About Suicide

February 22, 2015 at 2:26 am Leave a comment

First of all, bear in mind that I’m taking massive doses of what used to be antidepressants.  They’re commonly referred to as “first generation” because it was glaringly obvious that they didn’t work.  What precisely has changed the view in someone’s mind is doubtlessly money, because the odds of them “working” is 50/50, or nothing.  They do work at prompting thoughts of suicide, however.

Secondly, I first thought about suicide I think after I became a teenager.  Before that I was just, well, very, very reckless.  Starting when I was about five.  At 6 one of my prime pleasures was climbing a 150 yard or so crumbling embankment of blasted shale, which, yes, was something that could have avalanched at any moment.  Yes, I knew it.  I was trapped on a ranch with my mother and someone who hated me and didn’t have one book to his name.  Maybe I never knew how to fear.

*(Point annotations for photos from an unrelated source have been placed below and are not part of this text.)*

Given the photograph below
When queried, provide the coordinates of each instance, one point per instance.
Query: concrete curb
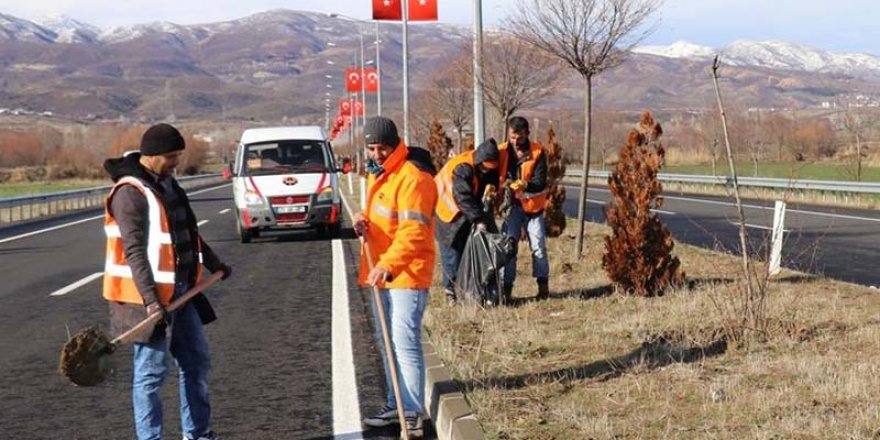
(446, 405)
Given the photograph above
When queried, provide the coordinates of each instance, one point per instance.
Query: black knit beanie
(381, 130)
(160, 139)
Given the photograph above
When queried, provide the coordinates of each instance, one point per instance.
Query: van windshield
(285, 157)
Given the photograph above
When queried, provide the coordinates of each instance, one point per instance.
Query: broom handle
(389, 353)
(179, 301)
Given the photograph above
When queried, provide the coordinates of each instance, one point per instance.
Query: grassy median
(592, 363)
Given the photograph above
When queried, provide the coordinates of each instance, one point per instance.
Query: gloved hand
(227, 271)
(156, 307)
(518, 185)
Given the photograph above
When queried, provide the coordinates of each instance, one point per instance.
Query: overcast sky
(837, 25)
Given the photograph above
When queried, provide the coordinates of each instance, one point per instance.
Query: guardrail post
(777, 237)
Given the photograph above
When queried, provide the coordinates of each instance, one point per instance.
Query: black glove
(227, 271)
(154, 307)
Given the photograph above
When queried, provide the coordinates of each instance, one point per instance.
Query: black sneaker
(386, 416)
(414, 426)
(211, 435)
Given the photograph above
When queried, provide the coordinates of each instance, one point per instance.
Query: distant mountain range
(274, 64)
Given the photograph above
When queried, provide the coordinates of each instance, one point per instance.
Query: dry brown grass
(589, 363)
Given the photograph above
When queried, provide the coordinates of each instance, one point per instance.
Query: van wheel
(244, 235)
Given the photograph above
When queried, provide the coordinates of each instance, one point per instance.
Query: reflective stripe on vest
(402, 215)
(532, 203)
(118, 280)
(447, 209)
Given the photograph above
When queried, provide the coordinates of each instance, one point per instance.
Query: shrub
(638, 255)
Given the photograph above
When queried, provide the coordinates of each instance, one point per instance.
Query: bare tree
(452, 97)
(515, 76)
(590, 36)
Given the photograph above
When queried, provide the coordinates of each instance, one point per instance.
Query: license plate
(290, 209)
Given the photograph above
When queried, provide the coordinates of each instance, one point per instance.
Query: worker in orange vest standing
(154, 254)
(398, 227)
(525, 174)
(460, 187)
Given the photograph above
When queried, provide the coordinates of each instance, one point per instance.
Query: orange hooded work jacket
(400, 228)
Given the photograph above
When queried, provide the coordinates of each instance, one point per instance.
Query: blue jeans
(404, 309)
(534, 225)
(189, 347)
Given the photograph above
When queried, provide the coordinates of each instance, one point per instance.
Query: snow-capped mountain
(774, 55)
(17, 29)
(69, 30)
(679, 49)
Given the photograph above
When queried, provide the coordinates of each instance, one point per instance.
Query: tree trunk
(858, 158)
(582, 202)
(752, 307)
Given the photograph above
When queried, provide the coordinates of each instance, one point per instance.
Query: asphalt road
(283, 367)
(840, 243)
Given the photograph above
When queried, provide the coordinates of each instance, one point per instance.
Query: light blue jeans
(404, 309)
(189, 348)
(534, 225)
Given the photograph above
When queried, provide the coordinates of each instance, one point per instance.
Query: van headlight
(252, 199)
(326, 195)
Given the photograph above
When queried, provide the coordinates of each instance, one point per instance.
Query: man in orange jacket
(398, 228)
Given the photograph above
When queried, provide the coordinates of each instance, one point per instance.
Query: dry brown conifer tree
(554, 217)
(638, 255)
(439, 144)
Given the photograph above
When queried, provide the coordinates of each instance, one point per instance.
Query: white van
(285, 178)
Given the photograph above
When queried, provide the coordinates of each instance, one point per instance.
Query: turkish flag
(422, 10)
(352, 80)
(371, 76)
(387, 10)
(345, 107)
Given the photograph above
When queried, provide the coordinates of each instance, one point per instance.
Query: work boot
(543, 289)
(508, 294)
(450, 297)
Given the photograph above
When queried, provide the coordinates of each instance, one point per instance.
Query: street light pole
(378, 75)
(405, 10)
(479, 115)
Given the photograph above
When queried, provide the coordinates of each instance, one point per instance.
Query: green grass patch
(809, 171)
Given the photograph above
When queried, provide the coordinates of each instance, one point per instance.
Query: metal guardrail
(761, 182)
(17, 209)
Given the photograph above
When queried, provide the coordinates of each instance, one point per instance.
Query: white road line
(77, 285)
(749, 225)
(766, 208)
(659, 211)
(54, 228)
(346, 408)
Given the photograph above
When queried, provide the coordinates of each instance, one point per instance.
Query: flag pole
(405, 7)
(479, 114)
(378, 75)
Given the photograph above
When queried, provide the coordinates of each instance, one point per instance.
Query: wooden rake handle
(153, 318)
(389, 353)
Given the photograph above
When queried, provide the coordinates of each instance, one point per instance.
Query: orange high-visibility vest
(400, 234)
(119, 284)
(447, 208)
(532, 203)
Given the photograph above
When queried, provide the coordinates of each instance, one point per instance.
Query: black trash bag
(479, 272)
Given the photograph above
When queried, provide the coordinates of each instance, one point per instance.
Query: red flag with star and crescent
(352, 80)
(422, 10)
(345, 107)
(371, 78)
(387, 10)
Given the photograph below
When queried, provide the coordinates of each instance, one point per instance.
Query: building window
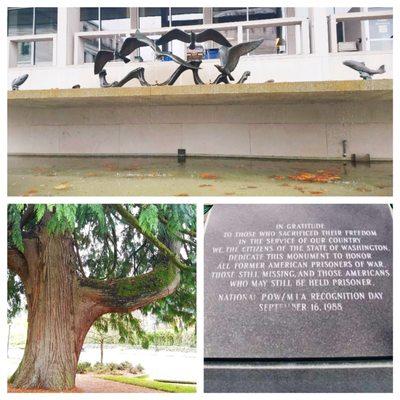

Well, thirdly–I did fear (somewhat) trying to commit suicide.  Especially since I’ve given it good tries more times than I care to count.  A deliberate crash at about 70 in a motorcycle; I have a bent leg as a memento.  Oh, and a scar beside my eye that evidently gives me a rakish look.  The pirate, you know.  The ‘overdose’ on PCP; as much as I could manage of a gram.  I doubt I was trying to get high.  Trips you don’t want to know about at insane speeds, perfectly sober (or not); the point being not getting there.  Here I am.  I survived a seizure while driving (and was accused of criminal mischief successfully).  However, it was hard to do anything but make me pay the fine.  I couldn’t drive, and they were oddly unwilling to make the absolutely necessary preparations for someone who was epileptic and who had to have special seating arrangements.  Yes, medically backed up, with x-rays if need be.  The overdose on seizure meds.  There were some other ones, especially since they weren’t identified I shan’t detail them further.

I fear it because it never works.  Even when it does.

No, I have no intention of trying again.  The drug-injected images do float there, though.  Knowing about them gives some power over them.  But not that fear, the only fear I know.